English Studies is rooted in the early oral tradition of storytelling; the recording of these stories was a method to preserve the experiences of generations of people and as far as I am concerned, this purpose is still upheld in today’s literary exposition. A couple of centuries of documentation is what lead to the evolution of language and genre in the writing discourse; this explains the elegance of Shakespeare’s words and today’s obsession with dystopian literature. Jessica Yood in “Writing the Discipline: A Generic History of English Studies” discusses in her essay how the personal essay and autobiographical writing has influenced the ebb and flow of writing styles and genres because the personal essay turns the writer from object, the thing that documents information, to subject, the primary source that uses firsthand experiences to recount knowledge. “To reflect on the discipline [English] is not to bookmark its beginning or end but to experience its practices in the present,” Yood concludes her critical essay on the history of studying the written word (538).
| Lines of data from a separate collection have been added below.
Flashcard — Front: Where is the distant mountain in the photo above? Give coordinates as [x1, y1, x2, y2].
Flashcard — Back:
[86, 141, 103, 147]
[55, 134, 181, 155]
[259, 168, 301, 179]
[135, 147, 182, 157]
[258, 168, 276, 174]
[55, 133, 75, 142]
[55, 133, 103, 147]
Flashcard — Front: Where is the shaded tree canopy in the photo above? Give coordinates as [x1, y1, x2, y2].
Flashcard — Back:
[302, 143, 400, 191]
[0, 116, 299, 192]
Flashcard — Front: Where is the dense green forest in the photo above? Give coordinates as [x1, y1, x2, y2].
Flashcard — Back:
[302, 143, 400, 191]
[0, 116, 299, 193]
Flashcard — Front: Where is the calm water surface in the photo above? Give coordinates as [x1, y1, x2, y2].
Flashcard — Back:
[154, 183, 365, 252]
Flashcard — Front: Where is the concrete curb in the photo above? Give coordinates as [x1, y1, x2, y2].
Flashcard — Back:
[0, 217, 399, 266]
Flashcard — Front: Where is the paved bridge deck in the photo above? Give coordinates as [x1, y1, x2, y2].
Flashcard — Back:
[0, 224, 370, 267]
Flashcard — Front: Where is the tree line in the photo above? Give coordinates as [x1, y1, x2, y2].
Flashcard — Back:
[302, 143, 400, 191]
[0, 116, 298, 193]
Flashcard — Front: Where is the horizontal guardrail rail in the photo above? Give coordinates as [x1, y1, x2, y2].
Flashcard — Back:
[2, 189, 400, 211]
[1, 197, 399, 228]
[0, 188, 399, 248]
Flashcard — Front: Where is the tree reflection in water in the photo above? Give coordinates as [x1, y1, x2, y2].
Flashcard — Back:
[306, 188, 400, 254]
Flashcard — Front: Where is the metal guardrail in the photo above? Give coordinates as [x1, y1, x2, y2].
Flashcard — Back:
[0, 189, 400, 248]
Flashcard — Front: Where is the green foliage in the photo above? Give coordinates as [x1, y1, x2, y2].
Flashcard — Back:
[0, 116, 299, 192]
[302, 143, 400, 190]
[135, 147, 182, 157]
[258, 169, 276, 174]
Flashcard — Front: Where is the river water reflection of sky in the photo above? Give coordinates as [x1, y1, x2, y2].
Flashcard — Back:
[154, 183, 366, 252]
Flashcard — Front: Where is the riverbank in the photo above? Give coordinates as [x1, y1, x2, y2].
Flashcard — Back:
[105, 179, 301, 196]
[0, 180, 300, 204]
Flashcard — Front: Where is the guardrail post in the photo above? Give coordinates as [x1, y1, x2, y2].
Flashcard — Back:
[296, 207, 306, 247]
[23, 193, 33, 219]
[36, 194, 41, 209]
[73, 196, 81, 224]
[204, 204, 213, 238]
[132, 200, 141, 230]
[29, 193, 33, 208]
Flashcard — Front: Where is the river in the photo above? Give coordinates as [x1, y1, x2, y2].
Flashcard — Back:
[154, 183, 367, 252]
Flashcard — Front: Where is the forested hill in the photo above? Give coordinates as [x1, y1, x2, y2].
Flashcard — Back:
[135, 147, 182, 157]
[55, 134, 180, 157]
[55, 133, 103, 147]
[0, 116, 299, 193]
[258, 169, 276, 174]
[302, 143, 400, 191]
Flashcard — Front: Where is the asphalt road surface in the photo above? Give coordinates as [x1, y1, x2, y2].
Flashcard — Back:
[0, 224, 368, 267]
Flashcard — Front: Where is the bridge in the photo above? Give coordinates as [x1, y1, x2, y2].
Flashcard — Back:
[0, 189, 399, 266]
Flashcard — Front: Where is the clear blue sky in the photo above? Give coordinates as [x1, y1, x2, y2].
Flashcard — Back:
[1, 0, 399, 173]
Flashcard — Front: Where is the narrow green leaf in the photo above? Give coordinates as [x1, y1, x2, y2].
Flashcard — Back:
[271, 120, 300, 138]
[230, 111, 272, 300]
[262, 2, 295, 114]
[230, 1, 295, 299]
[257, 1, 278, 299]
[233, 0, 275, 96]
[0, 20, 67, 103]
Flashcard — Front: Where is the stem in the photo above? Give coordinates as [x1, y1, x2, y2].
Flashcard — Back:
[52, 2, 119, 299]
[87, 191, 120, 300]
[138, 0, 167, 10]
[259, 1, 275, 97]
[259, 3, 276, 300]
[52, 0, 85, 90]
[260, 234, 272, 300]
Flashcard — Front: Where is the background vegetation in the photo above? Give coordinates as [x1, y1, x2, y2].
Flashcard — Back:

The way I interpreted this statement is that writing tracks the history of the people who were alive during the time that a given writer sat down to write a poem, play, novel, etc., which gives present and future readers of the literature a kaleidoscopic look into the lives of each generation of human beings hence literature and composition being labeled as a part of the “humanities”. Literature, as other expressive forms of creation, track human history on a much more explanative and profound level than a history book which merely states when and where an event happened; literature is the why. The Big Question that scholars in the humanities ask themselves isn’t “Why are we here?”, but “Why the humanities?” because isn’t it possible that technology will expand so much as to literally bring us through a wormhole to witness Shakespeare writing Hamlet? Nothing is impossible when it comes to science and technology, but no creation can be as pure and organic as the meshing and recording of a language present in particular time and context.